“The Jumblies: An Elegy,” by Daisy Fried

Poetry faculty member Daisy Fried was recently featured in At Length. Read an excerpt of Fried’s poem “In Her Room. My Mother is Dead.” below:

The Jumblies
An Elegy

3. In Her Room. My Mother is Dead.

In her room with the blackened light,
what the girl sings:
And the ship the black freighter
disappears out to sea
and on it is me

then switches off from Blitzstein/Brecht to Edward Lear:
And everyone cried, ‘you’ll all be drowned!’
royal blue rubber glove drowning
her hand, singing now and turning poem
to slow low blues. She sings when interested
and happy. They called aloud ‘Our Sieve ain’t big.
But we don’t care a button
we don’t care a fig in a sieve we’ll go to sea.
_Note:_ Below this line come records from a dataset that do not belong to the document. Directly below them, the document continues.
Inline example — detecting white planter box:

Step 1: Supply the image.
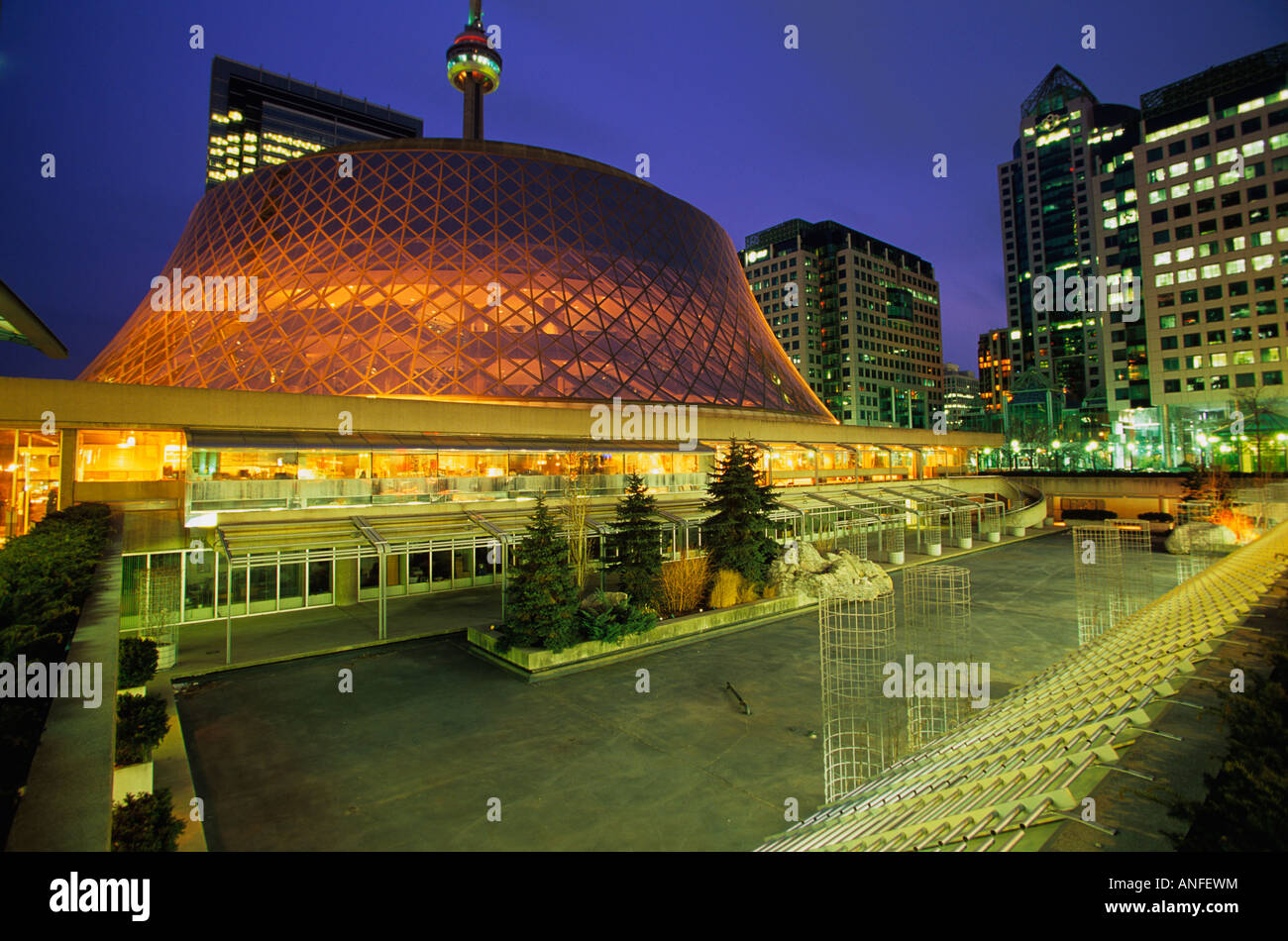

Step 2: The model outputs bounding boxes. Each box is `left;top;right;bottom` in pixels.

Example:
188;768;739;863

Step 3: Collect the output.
112;761;152;803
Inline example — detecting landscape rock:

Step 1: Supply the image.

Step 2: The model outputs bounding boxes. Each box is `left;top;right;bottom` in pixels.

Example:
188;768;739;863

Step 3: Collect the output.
769;543;894;601
1163;521;1237;555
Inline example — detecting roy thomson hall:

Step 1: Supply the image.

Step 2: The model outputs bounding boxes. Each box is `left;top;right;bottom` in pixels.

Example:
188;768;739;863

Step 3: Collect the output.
0;132;1014;648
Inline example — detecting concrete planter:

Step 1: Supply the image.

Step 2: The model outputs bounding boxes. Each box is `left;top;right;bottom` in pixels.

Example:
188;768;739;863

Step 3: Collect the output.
112;760;152;803
467;594;814;675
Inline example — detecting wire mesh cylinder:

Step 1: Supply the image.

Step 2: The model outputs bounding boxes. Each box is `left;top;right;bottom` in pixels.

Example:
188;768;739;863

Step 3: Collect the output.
901;566;970;749
1176;525;1220;584
836;520;870;559
881;512;909;560
1072;525;1127;646
948;506;975;545
818;588;903;803
1118;523;1154;615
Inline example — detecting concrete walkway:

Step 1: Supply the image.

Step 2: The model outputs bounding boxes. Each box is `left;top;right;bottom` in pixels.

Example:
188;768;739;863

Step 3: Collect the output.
5;534;121;852
179;536;1173;851
172;528;1064;678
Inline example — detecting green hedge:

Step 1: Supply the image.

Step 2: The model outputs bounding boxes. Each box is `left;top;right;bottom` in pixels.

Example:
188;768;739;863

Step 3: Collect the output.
112;787;187;852
116;692;170;765
116;637;158;690
0;503;111;846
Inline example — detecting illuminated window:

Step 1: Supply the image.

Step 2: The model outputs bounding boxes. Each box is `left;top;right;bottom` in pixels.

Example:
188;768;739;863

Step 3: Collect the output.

What she does: slides the screen off the top of the tank.
Far and few far and few are the lands where the Jumblies live
slow jam slows Their heads are green
and their hands are blue and they went to sea in a sieve.

What Heather does: smites head at the girl’s blue finger.
And mouse: spreads Heather’s maw.
What glove does: when the girl flings it, hangs deflated
over the trash can edge.
Weather: sultry summer.
Windows: up.
Cat: spreads its little knives against the snake tank.